Data Connections

How data connections work


Data Pipelines makes it easy to connect data sources and destinations. There is no limit to the number of data connections within a pipeline.

Once a connection is created, pipelines may consume and write data to it. Most data connections are two-way (read and write) with a few exceptions (eg. Google Analytics) that are read-only.

Data connections are identified by name for the following reasons:

  • Deleting and re-adding a data connection: if data connections were identified by something like a primary key or a generated ID then it would be impossible to delete and re-add them since the generated key will never be the same as the one that was deleted.

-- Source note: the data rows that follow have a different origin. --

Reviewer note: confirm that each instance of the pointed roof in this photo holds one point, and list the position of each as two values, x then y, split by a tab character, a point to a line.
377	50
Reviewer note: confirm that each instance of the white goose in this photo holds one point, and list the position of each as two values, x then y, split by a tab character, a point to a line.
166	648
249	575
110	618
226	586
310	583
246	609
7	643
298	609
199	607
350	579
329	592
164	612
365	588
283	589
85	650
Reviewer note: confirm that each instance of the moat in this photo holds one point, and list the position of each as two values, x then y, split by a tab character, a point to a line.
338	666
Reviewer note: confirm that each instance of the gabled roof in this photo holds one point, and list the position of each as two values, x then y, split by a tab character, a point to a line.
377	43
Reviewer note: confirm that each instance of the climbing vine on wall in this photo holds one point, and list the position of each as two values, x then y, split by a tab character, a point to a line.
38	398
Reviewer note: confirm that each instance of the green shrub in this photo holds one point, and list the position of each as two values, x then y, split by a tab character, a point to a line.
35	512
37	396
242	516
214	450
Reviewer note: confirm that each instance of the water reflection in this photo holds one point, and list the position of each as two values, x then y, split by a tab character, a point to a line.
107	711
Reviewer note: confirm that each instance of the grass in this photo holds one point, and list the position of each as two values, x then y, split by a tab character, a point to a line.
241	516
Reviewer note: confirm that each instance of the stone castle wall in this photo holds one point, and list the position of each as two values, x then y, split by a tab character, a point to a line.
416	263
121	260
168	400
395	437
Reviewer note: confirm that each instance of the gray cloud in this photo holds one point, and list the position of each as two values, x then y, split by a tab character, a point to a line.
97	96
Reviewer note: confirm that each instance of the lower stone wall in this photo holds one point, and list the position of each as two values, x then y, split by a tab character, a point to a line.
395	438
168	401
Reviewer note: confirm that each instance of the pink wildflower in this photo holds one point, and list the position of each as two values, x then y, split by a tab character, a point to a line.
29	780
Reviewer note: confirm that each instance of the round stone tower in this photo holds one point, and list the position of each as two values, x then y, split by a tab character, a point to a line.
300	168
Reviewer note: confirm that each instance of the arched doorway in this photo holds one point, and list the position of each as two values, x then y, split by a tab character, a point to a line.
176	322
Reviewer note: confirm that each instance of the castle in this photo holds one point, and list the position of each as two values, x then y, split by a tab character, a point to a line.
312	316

This would mean that all pipelines and schedules that depended on the connection now had to be updated to use the newly added connection.
  • Quick switching between data sources and destinations: building a pipeline is usually done using some kind of development database. Once the pipeline is built, we want to to start using the production database. There are multiple ways to do this, one of them being cloning the pipeline and updating the connections in the pipeline definition. An alternative way is to update the connection parameters. Since connections are identified by name, there is no need to make any changes to the pipeline or schedule that depend on the connection. Note, that this approach may not be suitable if there are other pipelines that also use the same data connection.

When a data connection is deleted, the system checks and warns if there are any pipelines consuming data from it or any schedules writing to it. This is done to prevent accidental deletion of data connections that existing pipelines depend on.

Note that data connection names are only editable if there are no pipelines or schedules currently depending on them.